[英]How to pickle individual steps in sklearn's Pipeline?
I am using Pipeline
from sklearn to classify text. 我正在使用sklearn中的
Pipeline
对文本进行分类。
In this example Pipeline
, I have a TfidfVectorizer
and some custom features wrapped with FeatureUnion
and a classifier as the Pipeline
steps, I then fit the training data and do the prediction: 在这个例子中
Pipeline
,我有一个TfidfVectorizer
和包裹着一些自定义功能FeatureUnion
和分类作为Pipeline
的步骤,那么我适合训练数据做预测:
from sklearn.pipeline import FeatureUnion, Pipeline
from sklearn.feature_extraction.text import TfidfVectorizer
from sklearn.svm import LinearSVC
X = ['I am a sentence', 'an example']
Y = [1, 2]
X_dev = ['another sentence']
# classifier
LinearSVC1 = LinearSVC(tol=1e-4, C = 0.10000000000000001)
pipeline = Pipeline([
('features', FeatureUnion([
('tfidf', TfidfVectorizer(ngram_range=(1, 3), max_features= 4000)),
('custom_features', CustomFeatures())])),
('clf', LinearSVC1),
])
pipeline.fit(X, Y)
y_pred = pipeline.predict(X_dev)
# etc.
Here I need to pickle the TfidfVectorizer
step and leave the custom_features
unpickled, since I still do experiments with them. 在这里,我需要
TfidfVectorizer
步骤并保留custom_features
unpickled,因为我仍然使用它们进行实验。 The idea is to make the pipeline faster by pickling the tfidf step. 我们的想法是通过挑选tfidf步骤来加快管道流程。
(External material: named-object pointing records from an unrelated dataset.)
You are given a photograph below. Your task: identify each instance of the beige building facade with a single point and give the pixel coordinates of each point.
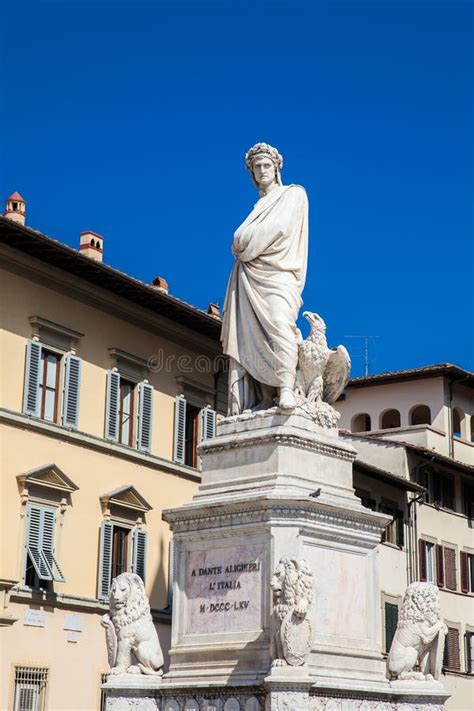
(418, 425)
(107, 387)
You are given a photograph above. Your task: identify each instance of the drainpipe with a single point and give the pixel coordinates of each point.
(452, 383)
(413, 522)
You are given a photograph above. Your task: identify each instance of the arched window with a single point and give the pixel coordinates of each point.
(420, 415)
(389, 419)
(361, 423)
(458, 417)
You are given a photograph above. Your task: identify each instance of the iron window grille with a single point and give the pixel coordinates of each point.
(30, 688)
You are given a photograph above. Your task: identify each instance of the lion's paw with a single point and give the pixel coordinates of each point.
(118, 670)
(133, 669)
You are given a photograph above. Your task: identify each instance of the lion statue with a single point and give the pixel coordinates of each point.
(419, 637)
(292, 586)
(132, 641)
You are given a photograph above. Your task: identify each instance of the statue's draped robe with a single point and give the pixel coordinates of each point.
(263, 297)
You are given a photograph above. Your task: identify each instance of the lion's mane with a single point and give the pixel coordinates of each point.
(420, 603)
(297, 583)
(137, 602)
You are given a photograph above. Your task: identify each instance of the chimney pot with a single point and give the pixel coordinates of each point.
(92, 245)
(160, 284)
(213, 310)
(15, 208)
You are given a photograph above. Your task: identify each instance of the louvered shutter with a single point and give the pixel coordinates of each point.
(452, 658)
(464, 572)
(469, 652)
(400, 529)
(105, 559)
(179, 429)
(145, 417)
(391, 621)
(72, 383)
(112, 406)
(139, 553)
(31, 401)
(439, 566)
(447, 493)
(47, 545)
(208, 423)
(450, 568)
(422, 559)
(34, 544)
I know I can pickle the whole Pipeline
with joblib.dump
, but how do I pickle individual steps? 我知道我可以使用
joblib.dump
来腌制整个Pipeline
,但我如何joblib.dump
个别步骤呢?
To pickle the TfidfVectorizer, you could use: 要挑选TfidfVectorizer,您可以使用:
joblib.dump(pipeline.steps[0][1].transformer_list[0][1], dump_path)
or: 要么:
joblib.dump(pipeline.get_params()['features__tfidf'], dump_path)
To load the dumped object, you can use: 要加载转储的对象,您可以使用:
pipeline.steps[0][1].transformer_list[0][1] = joblib.load(dump_path)
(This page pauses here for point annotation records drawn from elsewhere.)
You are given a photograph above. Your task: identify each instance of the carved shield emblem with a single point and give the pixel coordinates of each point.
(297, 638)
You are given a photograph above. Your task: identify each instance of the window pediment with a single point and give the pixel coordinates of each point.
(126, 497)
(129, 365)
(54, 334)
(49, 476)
Unfortunately you can't use set_params
, the inverse of get_params
, to insert the estimator by name. 遗憾的是,您无法使用
set_params
( get_params
的反转)按名称插入估算器。 You will be able to if the changes in PR#1769: enable setting pipeline components as parameters are ever merged! 如果PR#1769中的更改:启用设置管道组件作为参数 ,您将能够合并!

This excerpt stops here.